So, I am going to tell you a story about an Audit professional in a small accountancy firm in London…
This Audit professional is very keen to progress their career and when they finally finish the ACA, they receive an offer from a bigger firm that gives them access to a range of sectors, better experience, bigger brand on the CV, more audit, more experience to be surrounded by etc.
The offer is a good one! They currently receive a £38,000 salary and the firm have offered them £45,000 + bonuses & benefits. They are really happy, they resign within minutes and then every Partner comes into the room and they demand they stay, the Partners in the firm love them, the firm is pushing for them to be a Partner one day and here is an offer for £50,000 as a Manager! Excellent!

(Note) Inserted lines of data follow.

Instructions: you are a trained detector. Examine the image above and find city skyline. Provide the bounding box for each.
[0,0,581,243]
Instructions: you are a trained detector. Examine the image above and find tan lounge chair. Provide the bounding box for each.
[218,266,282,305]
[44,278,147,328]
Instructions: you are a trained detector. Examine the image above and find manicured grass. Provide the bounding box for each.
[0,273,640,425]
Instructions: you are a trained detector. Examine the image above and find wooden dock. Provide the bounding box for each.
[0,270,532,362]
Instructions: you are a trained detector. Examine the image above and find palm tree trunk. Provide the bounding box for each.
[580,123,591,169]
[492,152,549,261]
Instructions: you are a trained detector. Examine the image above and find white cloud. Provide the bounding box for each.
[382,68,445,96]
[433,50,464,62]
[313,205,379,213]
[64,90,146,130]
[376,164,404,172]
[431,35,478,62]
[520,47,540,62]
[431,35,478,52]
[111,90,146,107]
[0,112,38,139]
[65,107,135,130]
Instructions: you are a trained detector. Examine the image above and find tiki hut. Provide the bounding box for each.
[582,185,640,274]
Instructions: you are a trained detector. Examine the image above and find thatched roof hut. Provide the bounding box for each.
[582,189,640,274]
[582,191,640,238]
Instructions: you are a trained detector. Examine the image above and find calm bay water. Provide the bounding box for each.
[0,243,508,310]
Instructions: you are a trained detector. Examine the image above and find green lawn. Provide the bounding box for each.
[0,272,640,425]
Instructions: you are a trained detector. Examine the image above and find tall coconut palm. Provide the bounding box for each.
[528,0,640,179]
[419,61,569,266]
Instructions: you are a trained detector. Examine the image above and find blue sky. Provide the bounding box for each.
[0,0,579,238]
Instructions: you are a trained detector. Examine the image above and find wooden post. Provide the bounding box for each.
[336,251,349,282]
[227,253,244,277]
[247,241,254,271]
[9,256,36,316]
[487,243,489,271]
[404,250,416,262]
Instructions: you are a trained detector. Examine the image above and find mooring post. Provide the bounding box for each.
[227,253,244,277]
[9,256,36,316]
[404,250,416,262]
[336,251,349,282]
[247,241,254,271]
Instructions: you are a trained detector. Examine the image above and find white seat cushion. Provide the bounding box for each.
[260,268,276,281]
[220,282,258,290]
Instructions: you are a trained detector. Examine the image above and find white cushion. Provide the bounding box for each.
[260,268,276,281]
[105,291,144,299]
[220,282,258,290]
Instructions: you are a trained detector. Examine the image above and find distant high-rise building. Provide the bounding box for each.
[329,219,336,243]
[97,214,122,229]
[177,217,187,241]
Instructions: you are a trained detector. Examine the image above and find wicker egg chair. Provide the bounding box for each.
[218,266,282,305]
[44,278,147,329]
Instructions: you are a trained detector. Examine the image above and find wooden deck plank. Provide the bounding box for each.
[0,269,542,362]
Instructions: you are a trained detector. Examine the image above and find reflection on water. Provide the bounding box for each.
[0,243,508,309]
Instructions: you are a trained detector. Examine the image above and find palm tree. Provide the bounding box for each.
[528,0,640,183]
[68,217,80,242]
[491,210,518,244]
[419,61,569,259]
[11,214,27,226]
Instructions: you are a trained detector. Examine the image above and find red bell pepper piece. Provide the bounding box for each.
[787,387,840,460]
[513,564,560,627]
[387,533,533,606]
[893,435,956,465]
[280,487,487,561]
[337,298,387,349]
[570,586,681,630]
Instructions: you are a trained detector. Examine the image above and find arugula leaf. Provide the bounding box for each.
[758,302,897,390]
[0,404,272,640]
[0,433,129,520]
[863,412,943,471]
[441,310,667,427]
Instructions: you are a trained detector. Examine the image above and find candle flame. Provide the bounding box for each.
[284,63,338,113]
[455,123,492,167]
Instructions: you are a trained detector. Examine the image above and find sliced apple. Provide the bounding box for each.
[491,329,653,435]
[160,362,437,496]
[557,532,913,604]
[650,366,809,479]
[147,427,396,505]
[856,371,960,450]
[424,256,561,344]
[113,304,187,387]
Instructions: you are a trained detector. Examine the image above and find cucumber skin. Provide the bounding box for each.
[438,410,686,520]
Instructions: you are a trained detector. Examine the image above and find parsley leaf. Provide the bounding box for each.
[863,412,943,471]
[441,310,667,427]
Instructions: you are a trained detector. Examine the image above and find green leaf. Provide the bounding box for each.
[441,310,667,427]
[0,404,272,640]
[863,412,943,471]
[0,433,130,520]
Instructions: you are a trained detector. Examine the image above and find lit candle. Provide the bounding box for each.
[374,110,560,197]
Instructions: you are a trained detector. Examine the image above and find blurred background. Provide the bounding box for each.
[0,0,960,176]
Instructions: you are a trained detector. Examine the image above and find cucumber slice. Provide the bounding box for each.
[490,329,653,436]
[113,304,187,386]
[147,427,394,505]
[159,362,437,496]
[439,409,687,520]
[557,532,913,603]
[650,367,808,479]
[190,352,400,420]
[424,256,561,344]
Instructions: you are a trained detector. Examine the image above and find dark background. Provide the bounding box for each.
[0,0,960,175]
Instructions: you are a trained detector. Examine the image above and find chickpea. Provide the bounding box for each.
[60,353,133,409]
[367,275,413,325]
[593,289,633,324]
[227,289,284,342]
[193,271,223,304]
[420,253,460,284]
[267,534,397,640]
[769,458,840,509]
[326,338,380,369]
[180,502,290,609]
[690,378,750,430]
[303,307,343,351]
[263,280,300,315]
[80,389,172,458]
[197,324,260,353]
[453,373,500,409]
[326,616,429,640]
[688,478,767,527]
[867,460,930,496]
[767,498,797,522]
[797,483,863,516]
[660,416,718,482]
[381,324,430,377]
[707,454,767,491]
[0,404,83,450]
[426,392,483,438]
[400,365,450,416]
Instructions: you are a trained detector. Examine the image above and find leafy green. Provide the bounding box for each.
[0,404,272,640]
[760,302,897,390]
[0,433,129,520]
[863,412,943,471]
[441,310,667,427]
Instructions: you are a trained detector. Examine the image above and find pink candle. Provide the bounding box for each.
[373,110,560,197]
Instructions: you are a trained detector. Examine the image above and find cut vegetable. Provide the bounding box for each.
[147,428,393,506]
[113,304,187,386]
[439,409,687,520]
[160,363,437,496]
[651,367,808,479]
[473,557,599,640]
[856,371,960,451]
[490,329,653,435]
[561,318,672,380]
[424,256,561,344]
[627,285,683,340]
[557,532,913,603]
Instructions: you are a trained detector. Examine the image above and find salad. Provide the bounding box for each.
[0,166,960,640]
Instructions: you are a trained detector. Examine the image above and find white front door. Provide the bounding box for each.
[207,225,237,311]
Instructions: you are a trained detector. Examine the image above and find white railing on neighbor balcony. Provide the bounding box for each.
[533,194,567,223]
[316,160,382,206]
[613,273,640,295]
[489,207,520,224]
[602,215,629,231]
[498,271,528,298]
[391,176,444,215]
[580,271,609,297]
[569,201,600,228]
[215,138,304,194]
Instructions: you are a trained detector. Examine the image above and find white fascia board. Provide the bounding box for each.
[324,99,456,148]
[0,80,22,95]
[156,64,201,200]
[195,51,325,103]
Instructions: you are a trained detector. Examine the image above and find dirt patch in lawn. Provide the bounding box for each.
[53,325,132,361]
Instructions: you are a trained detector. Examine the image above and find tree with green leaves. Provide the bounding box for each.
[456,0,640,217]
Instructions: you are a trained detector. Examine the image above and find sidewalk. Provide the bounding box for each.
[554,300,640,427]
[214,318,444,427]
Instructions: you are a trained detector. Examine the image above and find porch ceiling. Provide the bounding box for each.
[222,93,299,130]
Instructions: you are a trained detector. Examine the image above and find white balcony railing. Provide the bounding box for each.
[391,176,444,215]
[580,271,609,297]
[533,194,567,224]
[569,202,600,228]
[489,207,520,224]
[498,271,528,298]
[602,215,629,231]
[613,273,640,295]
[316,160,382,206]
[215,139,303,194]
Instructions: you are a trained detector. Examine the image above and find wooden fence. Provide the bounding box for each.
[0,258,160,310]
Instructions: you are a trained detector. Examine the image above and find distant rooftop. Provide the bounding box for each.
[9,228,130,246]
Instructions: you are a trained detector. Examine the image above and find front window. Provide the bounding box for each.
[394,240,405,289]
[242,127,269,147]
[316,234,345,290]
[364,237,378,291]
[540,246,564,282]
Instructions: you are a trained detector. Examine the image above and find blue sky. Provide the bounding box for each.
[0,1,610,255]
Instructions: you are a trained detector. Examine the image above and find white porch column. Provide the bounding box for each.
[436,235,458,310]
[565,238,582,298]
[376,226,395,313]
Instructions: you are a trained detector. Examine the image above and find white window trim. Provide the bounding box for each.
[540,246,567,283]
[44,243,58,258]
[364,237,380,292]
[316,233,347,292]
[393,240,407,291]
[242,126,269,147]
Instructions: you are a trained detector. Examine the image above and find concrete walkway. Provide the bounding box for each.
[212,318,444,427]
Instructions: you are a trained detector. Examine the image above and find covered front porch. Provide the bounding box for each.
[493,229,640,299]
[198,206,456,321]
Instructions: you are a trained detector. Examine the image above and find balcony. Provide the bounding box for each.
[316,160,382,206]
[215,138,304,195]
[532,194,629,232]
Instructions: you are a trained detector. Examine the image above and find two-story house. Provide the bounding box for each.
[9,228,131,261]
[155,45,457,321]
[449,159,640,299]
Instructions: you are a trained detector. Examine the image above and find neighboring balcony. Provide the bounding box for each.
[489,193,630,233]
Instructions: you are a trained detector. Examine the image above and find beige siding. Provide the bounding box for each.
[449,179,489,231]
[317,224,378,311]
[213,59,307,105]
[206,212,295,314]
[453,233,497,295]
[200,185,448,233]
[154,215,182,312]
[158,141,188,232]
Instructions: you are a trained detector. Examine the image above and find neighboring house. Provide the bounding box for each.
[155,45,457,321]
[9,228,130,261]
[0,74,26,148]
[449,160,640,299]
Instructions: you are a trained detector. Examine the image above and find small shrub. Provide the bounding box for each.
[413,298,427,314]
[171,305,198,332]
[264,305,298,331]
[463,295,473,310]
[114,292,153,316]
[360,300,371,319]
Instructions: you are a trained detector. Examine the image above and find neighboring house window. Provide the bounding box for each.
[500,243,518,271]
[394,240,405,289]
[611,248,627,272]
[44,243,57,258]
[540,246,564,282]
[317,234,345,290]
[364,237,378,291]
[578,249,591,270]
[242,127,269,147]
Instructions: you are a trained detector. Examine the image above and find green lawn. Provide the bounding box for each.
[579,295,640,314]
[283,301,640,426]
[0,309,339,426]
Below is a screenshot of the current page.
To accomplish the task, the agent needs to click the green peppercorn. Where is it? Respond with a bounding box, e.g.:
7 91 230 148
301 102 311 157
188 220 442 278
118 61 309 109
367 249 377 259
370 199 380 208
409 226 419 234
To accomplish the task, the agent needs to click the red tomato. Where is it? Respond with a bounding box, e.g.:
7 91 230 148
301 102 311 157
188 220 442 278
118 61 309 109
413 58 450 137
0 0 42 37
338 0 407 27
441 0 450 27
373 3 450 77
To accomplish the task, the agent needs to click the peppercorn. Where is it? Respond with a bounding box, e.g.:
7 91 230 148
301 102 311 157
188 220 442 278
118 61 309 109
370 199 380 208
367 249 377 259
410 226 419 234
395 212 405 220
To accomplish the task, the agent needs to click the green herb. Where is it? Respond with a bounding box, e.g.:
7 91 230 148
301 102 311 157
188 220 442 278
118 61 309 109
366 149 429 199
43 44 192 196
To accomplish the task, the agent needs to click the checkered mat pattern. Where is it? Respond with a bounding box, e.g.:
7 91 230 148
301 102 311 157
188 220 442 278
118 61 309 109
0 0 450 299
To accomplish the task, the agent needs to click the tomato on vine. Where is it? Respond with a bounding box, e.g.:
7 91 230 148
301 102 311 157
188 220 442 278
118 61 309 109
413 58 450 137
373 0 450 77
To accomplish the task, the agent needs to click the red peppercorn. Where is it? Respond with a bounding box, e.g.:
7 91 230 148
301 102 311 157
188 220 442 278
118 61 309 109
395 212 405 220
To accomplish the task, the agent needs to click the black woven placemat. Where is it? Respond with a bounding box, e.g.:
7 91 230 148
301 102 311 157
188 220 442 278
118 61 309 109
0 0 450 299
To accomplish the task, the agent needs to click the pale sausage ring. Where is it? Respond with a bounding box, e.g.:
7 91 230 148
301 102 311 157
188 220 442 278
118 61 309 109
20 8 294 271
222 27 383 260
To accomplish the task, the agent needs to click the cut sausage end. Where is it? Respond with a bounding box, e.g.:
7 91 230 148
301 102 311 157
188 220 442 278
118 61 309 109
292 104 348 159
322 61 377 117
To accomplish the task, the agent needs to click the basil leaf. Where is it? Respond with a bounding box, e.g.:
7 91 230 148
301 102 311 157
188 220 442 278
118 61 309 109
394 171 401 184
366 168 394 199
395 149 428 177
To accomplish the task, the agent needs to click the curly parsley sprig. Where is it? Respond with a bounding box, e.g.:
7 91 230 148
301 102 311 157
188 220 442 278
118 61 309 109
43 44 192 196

The audit professional reluctantly accepts the counter offer, but what they didn’t realise was that the Manager title doesn’t actually come with any different experience. They are still leading audits as a Senior, not directly managing clients or a team. A year later, they realise they still want to move to a bigger firm, partnership isn’t coming, and so they start looking for a Manager role and their current firm has already increased the current salary to £52,500.
Suddenly, the audit professional finds they receive very little interest from other firms for Manager roles (as they do the work of a Manager). They get frustrated with recruiters explaining that a move as a Senior is more likely and the possibility of taking a salary drop. They continue to hold out but get no success with any of the bigger firms.
The audit professional results in getting an offer of £48,000 as an Audit Senior and their current firm counter-offering with £55,000 again. Here we are again, in this same circle, should they fall for the money trap yet again?
This tale is common, one that I have come across many times every year and I feel it is my responsibility to widen the awareness of small experience and high salaries. This is not just for audit, this is for all professions and sectors. It’s not just counter-offers, it’s starting offers and just overpaying out of desperation.
It is far easier (and much cheaper) for a firm struggling to find staff, to offer you £5k-£10k more and the promise of progression or a fancy job title than to say ok, good luck and scour the market for another Audit Senior (recruitment fee, training, time out of Partner/Manager schedules). It pains me to say this but it is possible their interests come far above yours. That is cynical but I have seen it time and time again – “you will be made a Partner within a year”... to be a Partner you need portfolio management, business development experience, a large network developed over years - do you have this?
Always be conscious of your skill level, role and salary. It’s great you are getting a raise but is it ridiculous that you are doing the same job to the same standard, not learning anything new and now earning £15,000 more than you were when you started? Probably.
My golden rule would be to make sure you are conscious of how much you are developing, how much you have to learn, the internal structure of your organisation (does progression come with change or just a title?) and be honest with yourself.
If you find yourself in the position where you are pricing yourself out of the audit market, do not panic but be reasonable. You may have to drop down in title, you may have to drop in salary – short term pain for long term gain; if it gets you to the right firm and the start of a big learning curve, it’s worth it!
The key thing to consider is your long term goal, as difficult as it is, take the money out of the decision and consider which opportunity pushes you closer to where you aim to be.